Celery Root Remoulade
French bistro classics from Martha Stewart’s Cooking School… Join Martha as she re-creates four French bistro recipes you can make at home, including lamb navarin, Niçoise salad, croque monsieur, and celery-root remoulade.
Serves 12
Ingredients
- 1/4 cup mayonnaise
- 1/4 cup crème fraiche
- 2 tablespoons freshly squeezed lemon juice
- 1 teaspoon Dijon mustard
- 12 cornichons, minced (about 1/3 cup)
- 1 tablespoon finely chopped fresh flat-leaf parsley)

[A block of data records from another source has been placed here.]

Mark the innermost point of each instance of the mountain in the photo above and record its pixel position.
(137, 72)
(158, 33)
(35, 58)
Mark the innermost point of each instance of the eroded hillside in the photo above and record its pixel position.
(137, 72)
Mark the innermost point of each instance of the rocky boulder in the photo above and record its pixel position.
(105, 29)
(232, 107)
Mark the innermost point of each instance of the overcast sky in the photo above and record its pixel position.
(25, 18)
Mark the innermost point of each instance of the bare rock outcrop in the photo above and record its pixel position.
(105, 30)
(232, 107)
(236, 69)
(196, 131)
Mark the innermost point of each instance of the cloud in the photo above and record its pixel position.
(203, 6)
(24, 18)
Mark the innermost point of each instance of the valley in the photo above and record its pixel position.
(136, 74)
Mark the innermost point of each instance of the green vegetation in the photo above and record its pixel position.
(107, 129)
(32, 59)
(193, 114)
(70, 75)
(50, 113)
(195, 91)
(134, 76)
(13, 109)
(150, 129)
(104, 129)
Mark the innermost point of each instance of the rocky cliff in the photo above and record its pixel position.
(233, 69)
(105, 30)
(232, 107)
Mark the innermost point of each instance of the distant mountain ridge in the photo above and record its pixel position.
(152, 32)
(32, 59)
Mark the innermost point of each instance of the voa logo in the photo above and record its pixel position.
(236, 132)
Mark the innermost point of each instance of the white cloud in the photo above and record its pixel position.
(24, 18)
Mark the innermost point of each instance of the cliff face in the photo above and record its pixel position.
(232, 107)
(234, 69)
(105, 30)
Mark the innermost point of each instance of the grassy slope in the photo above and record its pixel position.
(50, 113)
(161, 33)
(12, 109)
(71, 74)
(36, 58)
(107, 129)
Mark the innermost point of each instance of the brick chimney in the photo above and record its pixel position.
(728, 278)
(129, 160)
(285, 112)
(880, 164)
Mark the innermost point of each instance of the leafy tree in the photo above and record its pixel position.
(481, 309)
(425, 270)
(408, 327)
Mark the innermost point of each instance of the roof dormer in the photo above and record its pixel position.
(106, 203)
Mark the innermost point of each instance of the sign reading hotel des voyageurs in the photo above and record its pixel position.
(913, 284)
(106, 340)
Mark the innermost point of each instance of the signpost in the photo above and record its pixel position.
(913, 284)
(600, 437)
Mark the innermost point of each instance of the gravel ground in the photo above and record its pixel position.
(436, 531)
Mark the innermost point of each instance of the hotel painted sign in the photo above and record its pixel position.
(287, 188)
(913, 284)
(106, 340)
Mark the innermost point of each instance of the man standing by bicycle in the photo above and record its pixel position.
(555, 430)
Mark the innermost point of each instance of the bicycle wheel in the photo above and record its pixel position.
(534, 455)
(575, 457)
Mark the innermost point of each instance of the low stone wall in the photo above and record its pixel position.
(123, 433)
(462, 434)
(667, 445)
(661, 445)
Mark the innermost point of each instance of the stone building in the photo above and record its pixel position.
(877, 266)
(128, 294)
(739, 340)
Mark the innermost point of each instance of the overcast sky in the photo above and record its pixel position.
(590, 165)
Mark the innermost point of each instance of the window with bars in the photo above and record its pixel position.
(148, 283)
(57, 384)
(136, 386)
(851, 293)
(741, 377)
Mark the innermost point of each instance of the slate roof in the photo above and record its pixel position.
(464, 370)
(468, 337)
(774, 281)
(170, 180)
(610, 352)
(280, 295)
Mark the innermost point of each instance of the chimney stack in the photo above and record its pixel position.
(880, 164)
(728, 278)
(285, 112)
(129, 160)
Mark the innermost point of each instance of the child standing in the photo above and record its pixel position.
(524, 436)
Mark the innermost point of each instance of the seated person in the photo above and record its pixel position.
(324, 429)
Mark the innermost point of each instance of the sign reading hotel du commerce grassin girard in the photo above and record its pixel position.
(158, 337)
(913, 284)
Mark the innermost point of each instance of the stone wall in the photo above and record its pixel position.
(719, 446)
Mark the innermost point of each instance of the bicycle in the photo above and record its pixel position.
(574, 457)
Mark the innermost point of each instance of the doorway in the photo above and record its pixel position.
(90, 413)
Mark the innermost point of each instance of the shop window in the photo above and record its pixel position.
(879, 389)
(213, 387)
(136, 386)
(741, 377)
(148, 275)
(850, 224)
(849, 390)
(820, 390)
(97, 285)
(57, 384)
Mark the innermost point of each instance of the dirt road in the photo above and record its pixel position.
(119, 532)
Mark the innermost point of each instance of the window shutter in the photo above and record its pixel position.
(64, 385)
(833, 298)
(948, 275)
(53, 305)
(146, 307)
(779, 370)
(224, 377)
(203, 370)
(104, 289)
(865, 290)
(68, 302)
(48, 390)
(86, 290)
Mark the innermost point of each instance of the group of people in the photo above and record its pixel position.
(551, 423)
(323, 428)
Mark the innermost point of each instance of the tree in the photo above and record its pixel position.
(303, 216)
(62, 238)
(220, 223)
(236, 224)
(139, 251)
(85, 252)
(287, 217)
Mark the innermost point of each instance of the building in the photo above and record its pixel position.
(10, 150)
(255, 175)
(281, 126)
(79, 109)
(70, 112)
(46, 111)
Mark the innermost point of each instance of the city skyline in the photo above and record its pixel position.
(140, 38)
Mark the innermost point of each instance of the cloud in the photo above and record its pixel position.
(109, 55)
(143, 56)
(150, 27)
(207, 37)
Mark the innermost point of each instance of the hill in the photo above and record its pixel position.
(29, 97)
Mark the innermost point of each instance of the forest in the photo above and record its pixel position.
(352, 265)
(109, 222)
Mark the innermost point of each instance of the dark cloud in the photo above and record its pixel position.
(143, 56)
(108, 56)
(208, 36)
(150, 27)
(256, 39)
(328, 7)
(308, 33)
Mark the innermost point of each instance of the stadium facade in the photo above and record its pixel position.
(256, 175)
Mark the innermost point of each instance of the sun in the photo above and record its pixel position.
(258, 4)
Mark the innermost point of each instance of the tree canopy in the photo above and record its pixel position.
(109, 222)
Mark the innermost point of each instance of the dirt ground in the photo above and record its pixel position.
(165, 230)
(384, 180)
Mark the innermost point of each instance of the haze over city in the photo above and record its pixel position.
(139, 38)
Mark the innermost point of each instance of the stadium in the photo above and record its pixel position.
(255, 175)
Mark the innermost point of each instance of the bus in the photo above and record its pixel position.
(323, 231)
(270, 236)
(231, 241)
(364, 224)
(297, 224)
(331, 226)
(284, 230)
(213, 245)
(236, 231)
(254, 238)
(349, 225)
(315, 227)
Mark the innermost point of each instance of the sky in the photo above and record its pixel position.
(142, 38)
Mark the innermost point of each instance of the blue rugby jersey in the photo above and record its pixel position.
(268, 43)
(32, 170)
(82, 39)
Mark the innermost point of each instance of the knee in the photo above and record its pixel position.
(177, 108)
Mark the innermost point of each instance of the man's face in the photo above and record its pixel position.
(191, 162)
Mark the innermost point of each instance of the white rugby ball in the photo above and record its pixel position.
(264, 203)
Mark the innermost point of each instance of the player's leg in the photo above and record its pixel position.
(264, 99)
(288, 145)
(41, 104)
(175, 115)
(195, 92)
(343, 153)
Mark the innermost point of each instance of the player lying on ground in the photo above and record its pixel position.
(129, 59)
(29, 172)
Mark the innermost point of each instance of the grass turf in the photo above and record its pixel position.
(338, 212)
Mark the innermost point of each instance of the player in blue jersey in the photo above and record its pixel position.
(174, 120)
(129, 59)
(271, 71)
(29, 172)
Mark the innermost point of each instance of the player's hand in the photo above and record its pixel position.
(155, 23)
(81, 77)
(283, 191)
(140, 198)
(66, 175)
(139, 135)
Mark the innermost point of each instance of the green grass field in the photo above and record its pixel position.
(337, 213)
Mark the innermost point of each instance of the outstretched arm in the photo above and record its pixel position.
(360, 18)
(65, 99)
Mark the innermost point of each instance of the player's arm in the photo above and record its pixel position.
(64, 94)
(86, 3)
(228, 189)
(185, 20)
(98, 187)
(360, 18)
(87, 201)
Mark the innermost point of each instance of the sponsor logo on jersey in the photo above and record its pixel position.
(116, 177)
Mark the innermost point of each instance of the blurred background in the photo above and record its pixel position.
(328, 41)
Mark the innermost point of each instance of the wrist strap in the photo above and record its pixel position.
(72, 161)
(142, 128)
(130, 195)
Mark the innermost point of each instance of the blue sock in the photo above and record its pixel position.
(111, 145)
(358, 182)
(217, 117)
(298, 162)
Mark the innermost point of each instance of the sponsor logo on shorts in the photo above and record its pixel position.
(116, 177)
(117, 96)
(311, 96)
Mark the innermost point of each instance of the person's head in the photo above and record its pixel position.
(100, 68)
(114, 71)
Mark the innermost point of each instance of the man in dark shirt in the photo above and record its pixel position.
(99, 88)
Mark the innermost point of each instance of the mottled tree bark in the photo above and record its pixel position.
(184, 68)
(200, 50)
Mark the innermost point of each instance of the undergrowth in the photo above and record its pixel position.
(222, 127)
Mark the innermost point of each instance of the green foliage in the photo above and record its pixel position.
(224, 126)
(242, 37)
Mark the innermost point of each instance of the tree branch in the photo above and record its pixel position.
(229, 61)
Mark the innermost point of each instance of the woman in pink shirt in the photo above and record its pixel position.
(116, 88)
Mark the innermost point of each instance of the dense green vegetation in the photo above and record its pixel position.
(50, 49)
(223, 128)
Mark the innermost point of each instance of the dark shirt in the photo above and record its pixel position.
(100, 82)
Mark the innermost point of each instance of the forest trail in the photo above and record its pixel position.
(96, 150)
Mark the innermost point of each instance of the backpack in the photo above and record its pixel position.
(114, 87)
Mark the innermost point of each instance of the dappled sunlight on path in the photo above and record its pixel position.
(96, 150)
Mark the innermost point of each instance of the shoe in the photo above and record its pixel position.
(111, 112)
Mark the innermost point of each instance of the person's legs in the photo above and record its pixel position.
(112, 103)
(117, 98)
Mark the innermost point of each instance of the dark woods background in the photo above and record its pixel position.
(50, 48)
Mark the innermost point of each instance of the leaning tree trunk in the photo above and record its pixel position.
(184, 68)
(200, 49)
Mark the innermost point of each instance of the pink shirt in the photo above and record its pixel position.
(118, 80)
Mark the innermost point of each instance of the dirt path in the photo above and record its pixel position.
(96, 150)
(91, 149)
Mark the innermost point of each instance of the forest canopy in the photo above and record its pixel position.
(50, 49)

- 1 teaspoon finely chopped fresh tarragon
- 1 teaspoon capers, rinsed and chopped
- 1/2 teaspoon coarse salt
- Pinch of freshly ground pepper
- 1 celery root (about 1 pound) peeled
- 1 head Boston lettuce, leaves separated, washed and dried (12 leaves)
Method
- In a medium bowl, whisk together mayonnaise, crème fraiche, lemon juice and mustard. Add cornichons, parsley, tarragon, capers and salt; season with pepper. Whisk to combine.
- Using a mandoline, thinly julienne celery root. Fold celery root into dressing. Cover and chill until serving.
- Serve 1/3 cup atop each lettuce leave.